Immense quantities of material were accumulated during the crisis. Perishable goods have been distributed – many to poor and homeless people. Some artifacts have been stored at two locations in greater Taipei. It is difficult to imagine that students organized to that extent had not foreseen the possibility of reusing such material if and when necessary. Ma understood it probably, or may have not, but is clear anyway that they will come back, especially since Ma is not showing any sign of appeasement. No one should be surprised that Taiwan’s Parliament is now sealed off with barbed wire in a way that, ironically, isn’t reminiscent of Martial Law, because even during that dark period in Taiwan’s history, it was not sealed off this way. The Parliament is now the third public building in Taipei prepared for a siege, after the presidential office — now protected by a military contingent of 500 men — and the Executive Yuan.

“This doesn’t look good on democracy,” a foreign observer noted, referring to the barbed wire.

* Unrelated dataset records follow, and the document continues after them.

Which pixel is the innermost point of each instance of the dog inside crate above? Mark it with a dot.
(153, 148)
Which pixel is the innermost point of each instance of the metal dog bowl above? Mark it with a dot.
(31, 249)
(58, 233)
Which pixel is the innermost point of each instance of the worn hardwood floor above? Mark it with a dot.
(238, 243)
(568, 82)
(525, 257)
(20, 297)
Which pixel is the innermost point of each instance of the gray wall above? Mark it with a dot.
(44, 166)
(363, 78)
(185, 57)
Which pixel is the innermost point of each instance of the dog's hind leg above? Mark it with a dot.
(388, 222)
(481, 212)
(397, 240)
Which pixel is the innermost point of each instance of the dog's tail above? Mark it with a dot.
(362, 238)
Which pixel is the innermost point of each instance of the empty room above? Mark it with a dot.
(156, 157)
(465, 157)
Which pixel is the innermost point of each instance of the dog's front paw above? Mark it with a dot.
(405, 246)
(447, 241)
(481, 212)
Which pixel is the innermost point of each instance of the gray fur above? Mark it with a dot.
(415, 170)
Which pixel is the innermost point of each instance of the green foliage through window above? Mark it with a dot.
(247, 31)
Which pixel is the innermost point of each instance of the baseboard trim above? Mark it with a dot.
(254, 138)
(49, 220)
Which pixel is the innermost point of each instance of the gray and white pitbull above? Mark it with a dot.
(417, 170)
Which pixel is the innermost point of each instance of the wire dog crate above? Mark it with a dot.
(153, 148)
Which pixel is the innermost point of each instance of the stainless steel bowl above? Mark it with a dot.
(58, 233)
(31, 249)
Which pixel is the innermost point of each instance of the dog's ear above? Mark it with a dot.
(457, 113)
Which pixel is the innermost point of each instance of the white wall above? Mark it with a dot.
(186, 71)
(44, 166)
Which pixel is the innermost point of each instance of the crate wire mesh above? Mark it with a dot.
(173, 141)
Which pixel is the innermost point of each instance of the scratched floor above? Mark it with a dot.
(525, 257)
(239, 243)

The second scenario is one of negotiations, compromise, and progressive evolution. Ma’s KMT might ultimately be forced to do so, but it will do so only under people’s pressure or because of a feud within the party. Although the students used careful language most of the time, most of them were nevertheless wearing T-shirts that called for … revolution. This might be a dream of young and idealistic people who do not know what revolution means. But revolutionaries do not always know what it means until they actually make it happen. Deaf governance is planting the seeds of civil disobedience, but if this is combined with the perception that the government is pro-China, and if Ma does not listen at all the warnings sent by civil society, it might lead to further, more dramatic developments.

The next issue the KMT has to face is whether to sue the student leaders or not, and, if they are convicted, to have them imprisoned. The government already declared it wanted to imprison some students “for many years.” But shouldn’t it be left to judges to decide whether they broke the law, and if they did, what penalty should be applied? Mr. Ma’s KMT may be dreaming of doing to the students what it did to former president Chen Shui-bian, putting him in prison and darkening his image in a relentless effort to kill the Taiwan Independence movement. What the KMT does no seem to understand is that doing so will only fuel resentment. The authorities would be well advised to read Ted Gurr’s 1971 acclaimed book Why Men Rebel

To finish with, it seems that there are four conditions for social protests to become a threat to governments: they become regular, their themes vary and multiply, their efforts appeal to and draw the involvement of different generations, and it extends geographically. By being more respectful of democracy, the rule of law and the feelings of Taiwanese society towards unification with China, the KMT could have avoided the emergence of the Sunflower Movement. If the administration refuses to see the situation and to listen to the voice of the people, it is likely that the KMT and its chairman will plant the seeds of many future movements. And some of those could be more radical.